Nothing changed. Not the speed of the delivery or the angle of his arm or the release — just the grip. The white Taser flew past a sea of steel beds en route to the makeshift plate and the awaiting batter before the baseball suddenly nosedived into a breaking slider that slipped ten inches beneath Alex Timmer’s whirling lumber — his swing rendered so violently off kilter that it corkscrewed the one-legged veteran 360 degrees. Ash wood met prosthetic leg, the device shattering into shards of aluminum and steel, landing Timmer hard on his buttocks. He howled as a slice of metal punctured his left butt cheek.
Silence stole across the crowd. Dr. Nelson stood by the nurses’ station, her complexion as pale as her lab coat.
“Damn it, Shepherd! I waited eight months for this leg! Eight months! Now what am I supposed to do?”
Shep shrugged. “Next time, bunt.”
The men whooped and hollered with laughter.
Grabbing the closest walker, the one-legged man pulled himself off the linoleum floor and limped up the aisle, intent on assaulting the one-armed man. Dr. Nelson remained frozen in place, watching dumbfounded as her interns hurried to intervene.

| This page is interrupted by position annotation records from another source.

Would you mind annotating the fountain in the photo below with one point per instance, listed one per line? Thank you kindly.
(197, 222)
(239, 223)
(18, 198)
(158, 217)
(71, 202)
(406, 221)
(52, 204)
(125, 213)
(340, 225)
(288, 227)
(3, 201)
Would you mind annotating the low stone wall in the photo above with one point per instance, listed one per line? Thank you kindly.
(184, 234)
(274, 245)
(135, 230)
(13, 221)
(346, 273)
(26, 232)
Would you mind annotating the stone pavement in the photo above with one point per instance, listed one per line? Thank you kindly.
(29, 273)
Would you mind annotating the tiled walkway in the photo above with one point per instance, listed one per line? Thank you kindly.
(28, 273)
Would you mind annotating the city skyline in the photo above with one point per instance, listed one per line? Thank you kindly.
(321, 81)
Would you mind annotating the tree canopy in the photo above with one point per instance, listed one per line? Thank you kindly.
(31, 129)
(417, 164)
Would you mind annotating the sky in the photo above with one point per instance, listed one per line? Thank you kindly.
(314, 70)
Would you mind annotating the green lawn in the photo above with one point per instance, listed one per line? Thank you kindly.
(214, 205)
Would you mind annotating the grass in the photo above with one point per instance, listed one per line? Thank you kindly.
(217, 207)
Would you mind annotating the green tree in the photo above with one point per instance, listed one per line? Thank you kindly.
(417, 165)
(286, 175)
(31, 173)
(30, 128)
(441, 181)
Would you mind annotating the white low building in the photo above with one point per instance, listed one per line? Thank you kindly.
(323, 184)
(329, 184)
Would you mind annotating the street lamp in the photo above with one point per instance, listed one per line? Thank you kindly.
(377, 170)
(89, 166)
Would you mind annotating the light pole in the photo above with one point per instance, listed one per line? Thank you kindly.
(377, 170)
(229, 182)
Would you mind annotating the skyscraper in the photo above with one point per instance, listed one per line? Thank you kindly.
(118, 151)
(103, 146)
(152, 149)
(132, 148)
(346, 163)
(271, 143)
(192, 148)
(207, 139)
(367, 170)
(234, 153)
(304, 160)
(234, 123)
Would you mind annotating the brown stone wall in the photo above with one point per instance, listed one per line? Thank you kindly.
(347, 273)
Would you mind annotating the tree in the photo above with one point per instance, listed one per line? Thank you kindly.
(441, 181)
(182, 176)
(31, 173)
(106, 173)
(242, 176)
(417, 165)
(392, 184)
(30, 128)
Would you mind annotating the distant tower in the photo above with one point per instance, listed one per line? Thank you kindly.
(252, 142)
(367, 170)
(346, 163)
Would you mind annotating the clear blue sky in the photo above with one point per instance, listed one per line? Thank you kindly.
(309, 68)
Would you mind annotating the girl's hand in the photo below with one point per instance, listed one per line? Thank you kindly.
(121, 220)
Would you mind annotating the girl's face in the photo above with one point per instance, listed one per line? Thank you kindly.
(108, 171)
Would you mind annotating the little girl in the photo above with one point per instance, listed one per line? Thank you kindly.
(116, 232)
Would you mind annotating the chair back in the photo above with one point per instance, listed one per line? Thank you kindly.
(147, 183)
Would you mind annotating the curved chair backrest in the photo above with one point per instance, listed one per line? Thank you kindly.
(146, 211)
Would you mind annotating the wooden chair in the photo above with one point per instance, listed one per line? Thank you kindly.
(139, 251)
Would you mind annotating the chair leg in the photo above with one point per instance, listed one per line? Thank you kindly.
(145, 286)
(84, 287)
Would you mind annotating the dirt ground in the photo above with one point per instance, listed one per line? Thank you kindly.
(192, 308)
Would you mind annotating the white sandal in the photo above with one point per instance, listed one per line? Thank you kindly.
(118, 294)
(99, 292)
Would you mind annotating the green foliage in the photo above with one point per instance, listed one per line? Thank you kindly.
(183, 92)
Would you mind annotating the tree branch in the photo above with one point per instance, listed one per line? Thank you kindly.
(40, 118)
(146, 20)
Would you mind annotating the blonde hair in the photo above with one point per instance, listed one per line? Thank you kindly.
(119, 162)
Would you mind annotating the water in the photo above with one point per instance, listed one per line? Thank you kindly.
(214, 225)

Her pager reverberated in her pocket. She fumbled for the instrument. Read the text message:
the vips have arrived.
Her leap of faith was waning, replaced by a sense of dread. Heaviness weighed in her lungs. Nausea rose in her stomach. A dull pain took root in her temples, the headache made worse by the incessant ringing of bells. The Christmas sound grew louder as she approached the crossroad of 46th Street and First Avenue, the United Nations Plaza looming into view.
Heath Shelby stopped ringing the bell. Pulling off one glove, he scratched his face beneath the annoying Santa Claus beard. A freelance writer, Shelby also did voice-over for local radio spots. He had been a volunteer with the Salvation Army for two years — one of his wife Jennifer’s requirements when she agreed to uproot their family from Arkansas.